Каждое лето Мистраль писал портрет Фов, но в этом году она почти не бывала дома, для отца у нее не оставалось времени. Все их милые привычные занятия — уроки живописи, позирование, совместные походы в кафе в Фелисе, — все было забыто из-за этого несносного парня.

Мистраль снял холст с мольберта и небрежно поставил у стены. Двигаясь с легкостью юноши, спешащего на свидание к возлюбленной, он подошел к чистым холстам и выбрал самый большой. Портрет в полный рост, ода, гимн Фов Люнель и ее мини-юбке. Ей это понравится.


Фов и Эрик искали в букинистическом магазине Авиньона книги, которые могли бы им помочь восполнить пробелы в их знаниях по истории. Пока им не очень везло, но Эрик не терял оптимизма. Он заметил странное выражение на лице девушки.

— Что случилось, Фов?

— Все дело в моем отце.

— А что такое? Послушай, я знаю, что он меня не любит. Никто бы не смог назвать Жюльена Мистраля лицемером. Когда я приезжаю за тобой, он едва удерживается в рамках приличий, но я же чувствую.

— Нет, дело не в тебе.

Фов присела на лестницу, которая вела на второй этаж магазина, и обняла руками колени. Ее наряд напоминал нижнее белье актрисы в старом фильме про ковбоев. Это был последний крик моды в бутиках юга.

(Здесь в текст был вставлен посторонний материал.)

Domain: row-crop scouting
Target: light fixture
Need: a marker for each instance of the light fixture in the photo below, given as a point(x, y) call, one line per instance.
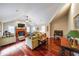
point(27, 19)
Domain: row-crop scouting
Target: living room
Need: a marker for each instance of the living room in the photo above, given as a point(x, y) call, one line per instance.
point(41, 29)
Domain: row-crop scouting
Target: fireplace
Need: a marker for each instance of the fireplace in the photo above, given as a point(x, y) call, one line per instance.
point(58, 33)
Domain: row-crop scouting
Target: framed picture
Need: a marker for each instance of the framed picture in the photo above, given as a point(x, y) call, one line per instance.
point(76, 20)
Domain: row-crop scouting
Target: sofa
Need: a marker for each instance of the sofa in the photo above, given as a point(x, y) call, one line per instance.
point(32, 41)
point(7, 40)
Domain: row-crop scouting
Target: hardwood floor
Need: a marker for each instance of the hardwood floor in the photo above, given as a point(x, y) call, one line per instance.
point(20, 49)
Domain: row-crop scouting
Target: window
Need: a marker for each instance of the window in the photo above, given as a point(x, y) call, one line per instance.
point(42, 29)
point(11, 29)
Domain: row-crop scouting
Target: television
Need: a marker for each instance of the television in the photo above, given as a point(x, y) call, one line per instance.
point(21, 25)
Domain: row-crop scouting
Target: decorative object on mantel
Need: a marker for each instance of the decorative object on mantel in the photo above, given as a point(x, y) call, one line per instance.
point(76, 20)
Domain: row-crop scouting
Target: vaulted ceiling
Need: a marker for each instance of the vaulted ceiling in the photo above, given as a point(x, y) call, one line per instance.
point(38, 13)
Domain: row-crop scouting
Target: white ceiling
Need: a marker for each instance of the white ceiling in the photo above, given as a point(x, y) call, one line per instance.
point(38, 13)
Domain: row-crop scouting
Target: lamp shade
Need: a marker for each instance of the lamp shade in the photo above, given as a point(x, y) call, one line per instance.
point(74, 34)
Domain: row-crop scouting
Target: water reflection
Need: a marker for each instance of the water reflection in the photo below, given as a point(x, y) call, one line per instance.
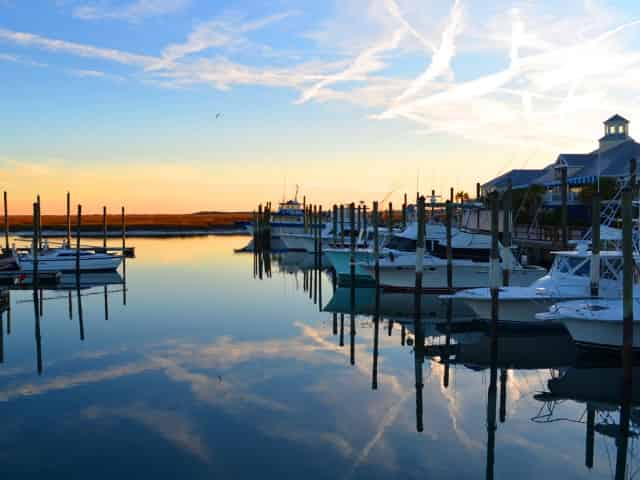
point(212, 370)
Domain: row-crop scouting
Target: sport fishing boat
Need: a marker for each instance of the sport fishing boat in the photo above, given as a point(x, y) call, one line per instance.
point(568, 279)
point(595, 323)
point(464, 245)
point(399, 271)
point(64, 260)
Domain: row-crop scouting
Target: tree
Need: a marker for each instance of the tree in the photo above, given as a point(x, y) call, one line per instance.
point(462, 196)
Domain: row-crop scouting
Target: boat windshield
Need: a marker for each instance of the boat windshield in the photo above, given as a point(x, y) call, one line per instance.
point(402, 244)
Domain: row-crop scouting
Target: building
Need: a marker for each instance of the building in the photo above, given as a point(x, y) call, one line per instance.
point(611, 160)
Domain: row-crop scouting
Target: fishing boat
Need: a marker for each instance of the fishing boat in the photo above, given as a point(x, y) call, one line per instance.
point(568, 279)
point(595, 323)
point(64, 260)
point(8, 260)
point(464, 245)
point(399, 271)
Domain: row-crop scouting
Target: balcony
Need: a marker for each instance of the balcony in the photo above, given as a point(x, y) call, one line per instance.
point(553, 198)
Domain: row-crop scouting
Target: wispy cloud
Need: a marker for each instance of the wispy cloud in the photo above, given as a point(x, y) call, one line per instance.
point(6, 57)
point(543, 68)
point(83, 50)
point(132, 12)
point(217, 33)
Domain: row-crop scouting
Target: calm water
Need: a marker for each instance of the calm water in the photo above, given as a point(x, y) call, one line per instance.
point(210, 371)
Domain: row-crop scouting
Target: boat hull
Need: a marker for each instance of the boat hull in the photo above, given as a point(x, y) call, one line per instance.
point(341, 262)
point(597, 333)
point(434, 277)
point(92, 263)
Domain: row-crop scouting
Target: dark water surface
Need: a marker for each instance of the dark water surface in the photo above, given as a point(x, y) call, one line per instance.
point(209, 371)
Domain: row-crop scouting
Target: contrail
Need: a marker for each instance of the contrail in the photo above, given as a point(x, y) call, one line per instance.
point(441, 60)
point(364, 63)
point(394, 10)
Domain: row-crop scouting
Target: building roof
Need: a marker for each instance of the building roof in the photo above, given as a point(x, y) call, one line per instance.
point(616, 119)
point(575, 160)
point(582, 168)
point(520, 178)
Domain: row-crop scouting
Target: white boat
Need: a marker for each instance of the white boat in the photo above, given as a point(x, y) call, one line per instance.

— Каждое лето отец писал мой портрет, — продолжала Фов. — Он хочет, чтобы я начала позировать ему с завтрашнего дня. Я не могу ему отказать, Эрик, не хочу его обижать. Это наша с ним традиция. Я и так чувствую себя виноватой из-за того, что отказалась от его уроков. Он больше о них не заговаривает, когда мы встречаемся за завтраком, но я знаю, что у него на душе. О боже…

— Это просто удивительно, что у тебя хватает сил ему противостоять, — заметил Эрик.

— Я должна, — просто ответила Фов. — Это вопрос самосохранения. Отец не понимает, что он заставляет меня подражать ему. Видишь ли, папа считает, что существует только его путь в живописи, единственно верный… Он ни разу не сказал ни одного доброго слова ни о ком из живущих художников. Он восхищается только теми, кто уже умер. Но его работы — это отражение состояния его души, и этому невозможно научить.

— Значит, все эти годы занятий с ним…

— Нет, они не прошли даром. Я овладела техникой, необходимыми навыками, и у меня неплохо получается, скрывать не буду. Но ведь точно так же пишут и другие художники. Я узнаю, есть ли во мне что-нибудь, только когда найду собственный стиль. Но мне его никогда не найти, если я буду продолжать учиться у отца.

— Почему ты ждала так долго, прежде чем принять решение?

— Еще в прошлом году мне нравилось писать так, как он. Этакое подражание Мистралю. В Нью-Йорке я хожу в художественную школу, и преподаватели боятся критиковать мои работы из-за преклонения перед отцом, потому что я пишу в его манере. Я не могу добиться от них правдивой оценки. Я не сразу это поняла. Видимо, я несколько туповата.

— Ничего подобного, Фов, ты просто еще очень молода, — успокоил ее Эрик.